I’ve spent my entire life fighting for working families, eighteen of those years spent in a pair of work boots as an Ironworker. And I’m proud to say that when I was elected to Congress, I never left my working class values behind. I know that families in our district are struggling. People tell me every day that they are working more, and receiving less. Wages are stagnant, costs are rising and Covid-19 has revealed to many what we already knew – people are just barely hanging on.
We need a balanced, long-term plan for deficit reduction. There is no doubt that government spending is on an unsustainable path, but we need to address this problem in a way that still allows us to invest in the kinds of programs on which working families rely, while cutting out the special deals to the Washington insiders. To do this, we need a combination of revenues from closing tax loopholes and increased targeted spending reductions. We need to be cutting the budget with a scalpel—not an axe.
Across-the-board cuts, known in Washington as “sequestration,” are a bad idea that will hurt families, small businesses, and critical programs and research projects here in Massachusetts.

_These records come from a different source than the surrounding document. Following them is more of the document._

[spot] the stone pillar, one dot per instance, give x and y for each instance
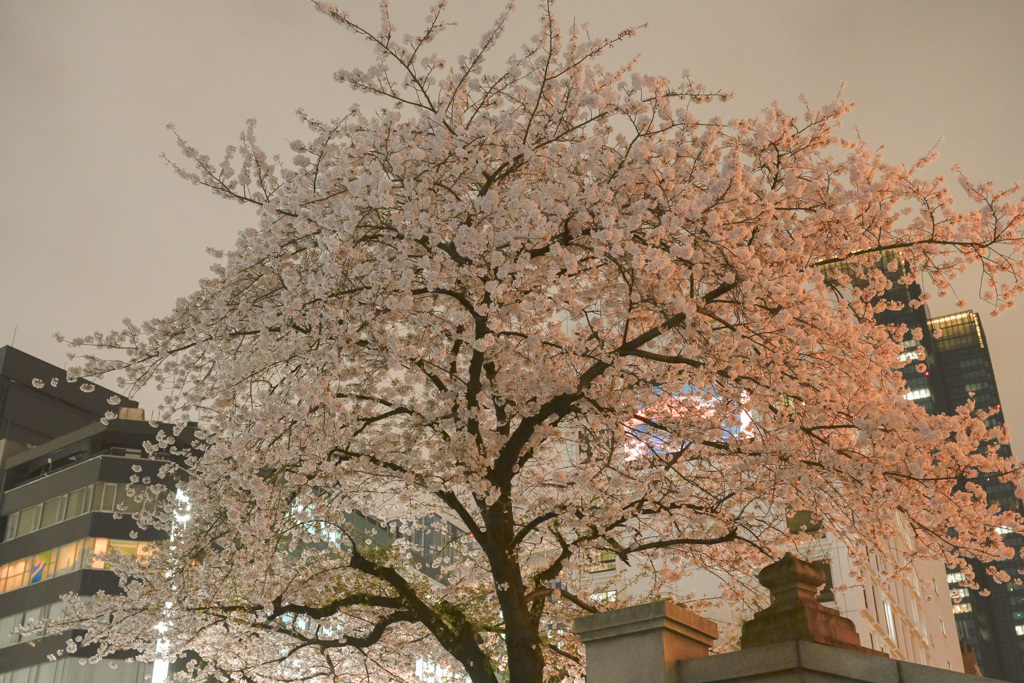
(795, 612)
(642, 644)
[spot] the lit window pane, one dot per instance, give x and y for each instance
(28, 521)
(76, 503)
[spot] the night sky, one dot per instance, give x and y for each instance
(95, 227)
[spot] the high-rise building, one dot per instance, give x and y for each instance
(958, 368)
(65, 496)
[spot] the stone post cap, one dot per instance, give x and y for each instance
(649, 616)
(795, 612)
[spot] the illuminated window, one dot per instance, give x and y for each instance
(605, 597)
(890, 624)
(64, 559)
(604, 562)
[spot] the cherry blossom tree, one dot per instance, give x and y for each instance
(518, 317)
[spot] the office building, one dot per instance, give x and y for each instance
(64, 497)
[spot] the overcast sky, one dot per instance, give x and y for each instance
(94, 226)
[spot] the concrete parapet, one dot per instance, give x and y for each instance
(642, 644)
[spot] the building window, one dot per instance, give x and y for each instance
(604, 597)
(604, 562)
(78, 555)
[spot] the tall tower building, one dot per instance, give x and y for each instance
(64, 498)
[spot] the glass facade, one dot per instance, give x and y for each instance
(61, 560)
(960, 369)
(95, 498)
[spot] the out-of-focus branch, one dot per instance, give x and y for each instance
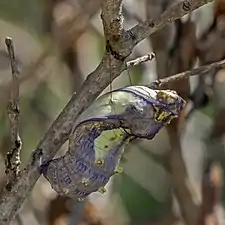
(200, 71)
(181, 185)
(12, 160)
(150, 26)
(145, 58)
(109, 68)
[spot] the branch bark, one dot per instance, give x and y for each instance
(12, 160)
(12, 197)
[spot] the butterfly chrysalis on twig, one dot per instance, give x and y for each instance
(100, 135)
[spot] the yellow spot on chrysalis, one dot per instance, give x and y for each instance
(100, 162)
(85, 182)
(102, 190)
(80, 199)
(118, 169)
(65, 191)
(160, 115)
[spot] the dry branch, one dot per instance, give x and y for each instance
(109, 68)
(12, 160)
(202, 70)
(139, 60)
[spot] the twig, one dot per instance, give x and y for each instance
(202, 70)
(12, 160)
(135, 62)
(108, 69)
(150, 26)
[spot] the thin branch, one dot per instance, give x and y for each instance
(136, 62)
(13, 157)
(112, 18)
(150, 26)
(109, 68)
(202, 70)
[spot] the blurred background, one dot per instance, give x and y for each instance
(58, 43)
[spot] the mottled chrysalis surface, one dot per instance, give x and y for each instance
(98, 139)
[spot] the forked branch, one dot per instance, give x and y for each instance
(108, 69)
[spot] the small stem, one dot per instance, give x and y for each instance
(12, 160)
(139, 60)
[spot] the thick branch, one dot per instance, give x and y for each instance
(13, 157)
(12, 198)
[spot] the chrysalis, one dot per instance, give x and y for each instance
(98, 139)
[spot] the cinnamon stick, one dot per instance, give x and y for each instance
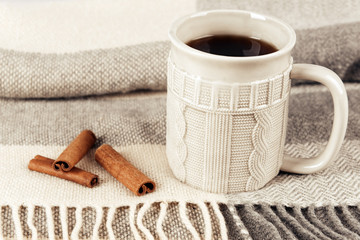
(75, 151)
(44, 165)
(123, 171)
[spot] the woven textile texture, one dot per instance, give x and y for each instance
(226, 138)
(66, 66)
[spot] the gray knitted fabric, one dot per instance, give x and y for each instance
(118, 93)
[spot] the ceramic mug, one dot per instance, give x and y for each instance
(227, 116)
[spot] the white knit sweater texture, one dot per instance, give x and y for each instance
(226, 138)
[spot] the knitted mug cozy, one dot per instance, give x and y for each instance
(226, 138)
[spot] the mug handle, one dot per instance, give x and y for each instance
(335, 85)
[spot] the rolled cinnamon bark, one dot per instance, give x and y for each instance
(123, 171)
(75, 151)
(44, 165)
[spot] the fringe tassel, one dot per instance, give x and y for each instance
(162, 214)
(98, 218)
(1, 224)
(63, 222)
(242, 229)
(132, 222)
(30, 222)
(50, 222)
(207, 220)
(140, 224)
(78, 216)
(110, 218)
(186, 221)
(220, 217)
(17, 223)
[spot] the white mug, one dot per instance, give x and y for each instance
(227, 116)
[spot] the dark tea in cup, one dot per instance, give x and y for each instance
(232, 45)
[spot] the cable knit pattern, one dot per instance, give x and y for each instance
(234, 132)
(260, 138)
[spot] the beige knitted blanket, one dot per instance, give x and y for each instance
(50, 93)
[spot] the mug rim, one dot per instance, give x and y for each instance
(183, 46)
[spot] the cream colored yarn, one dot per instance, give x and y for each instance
(226, 138)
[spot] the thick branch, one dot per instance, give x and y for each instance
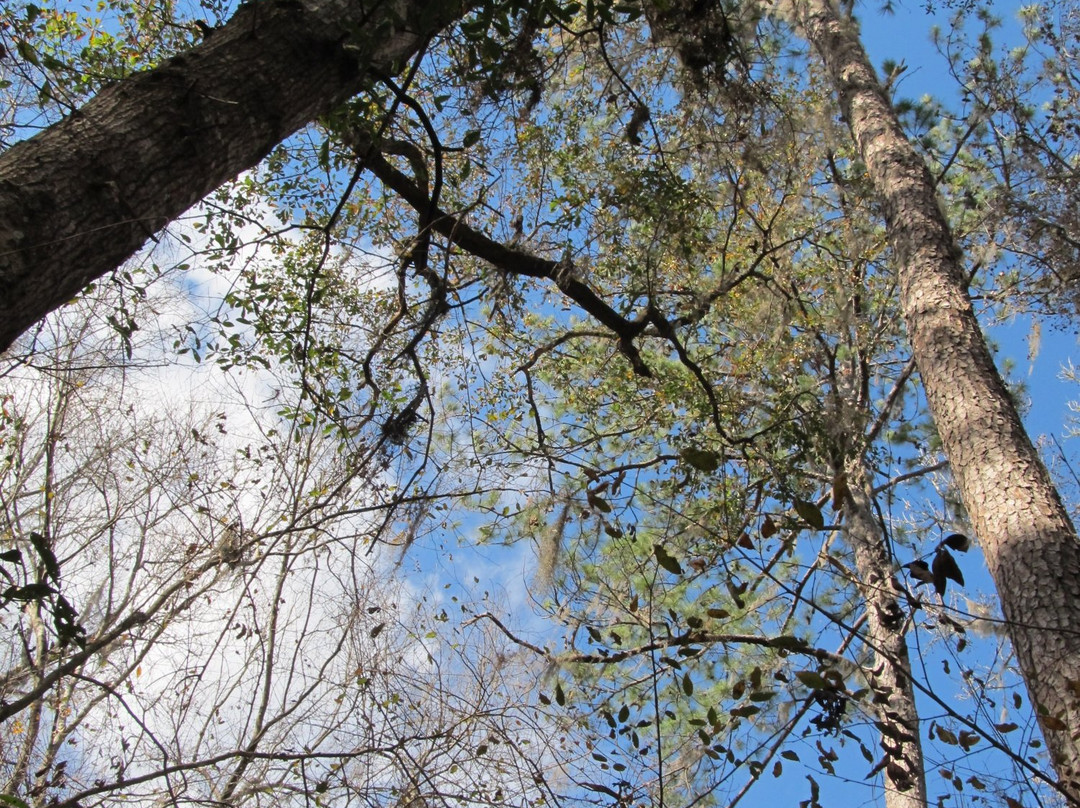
(82, 197)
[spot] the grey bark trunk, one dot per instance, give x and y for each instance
(898, 718)
(1027, 538)
(82, 197)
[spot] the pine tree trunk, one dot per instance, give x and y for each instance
(890, 679)
(82, 197)
(1027, 538)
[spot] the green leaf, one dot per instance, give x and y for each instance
(788, 643)
(810, 513)
(27, 52)
(667, 562)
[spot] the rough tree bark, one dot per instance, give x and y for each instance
(82, 197)
(1027, 538)
(890, 674)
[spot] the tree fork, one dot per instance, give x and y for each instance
(83, 196)
(1028, 540)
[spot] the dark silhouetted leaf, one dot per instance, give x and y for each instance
(29, 592)
(597, 502)
(812, 679)
(958, 541)
(945, 568)
(701, 459)
(920, 571)
(41, 546)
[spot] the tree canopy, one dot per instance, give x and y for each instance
(683, 297)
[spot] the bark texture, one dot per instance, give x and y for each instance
(887, 622)
(82, 197)
(1027, 538)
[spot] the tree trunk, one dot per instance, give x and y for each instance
(1026, 535)
(890, 675)
(82, 197)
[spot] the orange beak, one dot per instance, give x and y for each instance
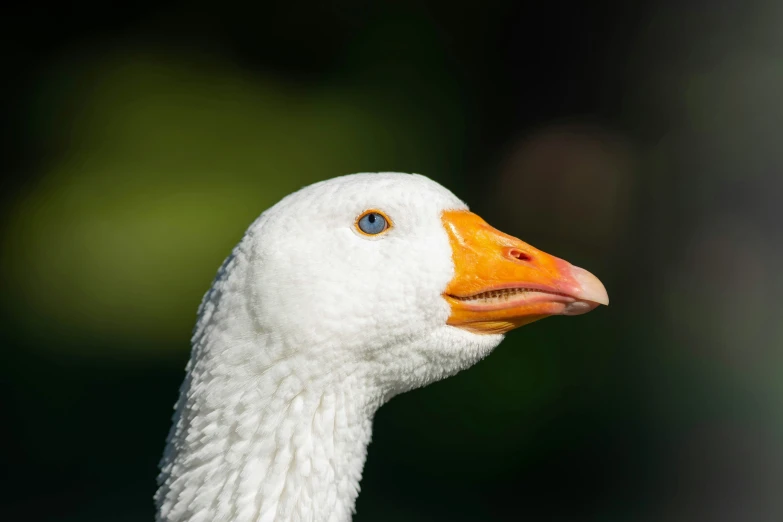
(501, 283)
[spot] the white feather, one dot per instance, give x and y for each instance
(308, 329)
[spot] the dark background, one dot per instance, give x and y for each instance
(643, 141)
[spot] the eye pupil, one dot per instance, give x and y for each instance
(372, 223)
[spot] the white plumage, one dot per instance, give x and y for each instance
(309, 327)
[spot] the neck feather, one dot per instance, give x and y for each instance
(275, 447)
(260, 433)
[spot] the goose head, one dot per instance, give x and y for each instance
(340, 296)
(393, 273)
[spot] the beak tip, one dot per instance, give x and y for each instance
(591, 288)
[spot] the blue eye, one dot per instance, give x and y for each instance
(372, 223)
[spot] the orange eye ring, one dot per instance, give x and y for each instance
(368, 224)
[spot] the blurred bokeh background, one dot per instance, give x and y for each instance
(643, 141)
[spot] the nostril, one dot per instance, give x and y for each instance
(518, 254)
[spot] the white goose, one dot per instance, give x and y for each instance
(339, 297)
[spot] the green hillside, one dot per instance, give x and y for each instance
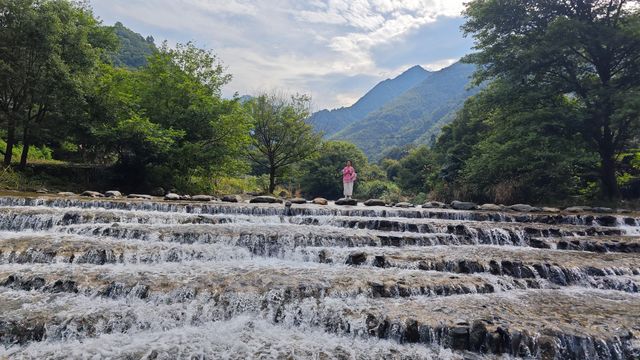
(133, 49)
(331, 121)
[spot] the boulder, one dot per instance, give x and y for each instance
(346, 201)
(91, 194)
(576, 209)
(159, 191)
(204, 198)
(462, 205)
(490, 207)
(113, 193)
(264, 200)
(172, 197)
(434, 205)
(374, 202)
(139, 196)
(404, 205)
(602, 210)
(231, 198)
(298, 201)
(523, 208)
(356, 258)
(320, 201)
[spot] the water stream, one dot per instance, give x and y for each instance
(86, 278)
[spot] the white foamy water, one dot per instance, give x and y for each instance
(155, 280)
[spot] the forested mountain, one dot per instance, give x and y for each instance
(133, 49)
(415, 116)
(332, 121)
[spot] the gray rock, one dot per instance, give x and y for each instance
(490, 207)
(374, 202)
(159, 191)
(113, 193)
(434, 205)
(345, 201)
(172, 197)
(139, 196)
(204, 198)
(576, 209)
(356, 258)
(231, 198)
(524, 208)
(462, 205)
(92, 194)
(264, 200)
(404, 205)
(298, 201)
(320, 201)
(602, 210)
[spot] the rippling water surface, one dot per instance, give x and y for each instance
(154, 280)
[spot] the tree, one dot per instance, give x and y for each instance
(323, 172)
(280, 135)
(511, 145)
(48, 46)
(587, 49)
(166, 123)
(413, 170)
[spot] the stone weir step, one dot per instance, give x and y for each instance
(271, 238)
(234, 339)
(617, 271)
(546, 324)
(590, 219)
(606, 271)
(243, 279)
(626, 244)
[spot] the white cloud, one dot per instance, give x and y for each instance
(286, 44)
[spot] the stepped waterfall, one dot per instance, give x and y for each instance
(150, 279)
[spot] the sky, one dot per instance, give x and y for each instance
(333, 50)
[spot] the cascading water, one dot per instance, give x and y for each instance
(155, 280)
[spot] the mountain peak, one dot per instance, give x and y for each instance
(335, 120)
(415, 69)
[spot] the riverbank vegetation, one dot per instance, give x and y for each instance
(556, 119)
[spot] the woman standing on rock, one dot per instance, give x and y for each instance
(348, 178)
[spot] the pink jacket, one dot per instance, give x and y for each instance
(348, 174)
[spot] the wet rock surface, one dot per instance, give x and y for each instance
(347, 201)
(375, 202)
(264, 200)
(96, 278)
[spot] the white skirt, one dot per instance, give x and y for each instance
(348, 188)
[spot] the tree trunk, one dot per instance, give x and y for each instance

Sequestration will kill as many as 60,000 jobs in the Commonwealth alone. These indiscriminate cuts are exactly the kind of short term, unbalanced approach to deficit reduction that I oppose, and I’ll do everything in my power to prevent them.
In the Senate, I’ll take a responsible approach to trimming our budget, an approach that brings down our deficit over time while strengthening investment in the programs that help working families get ahead.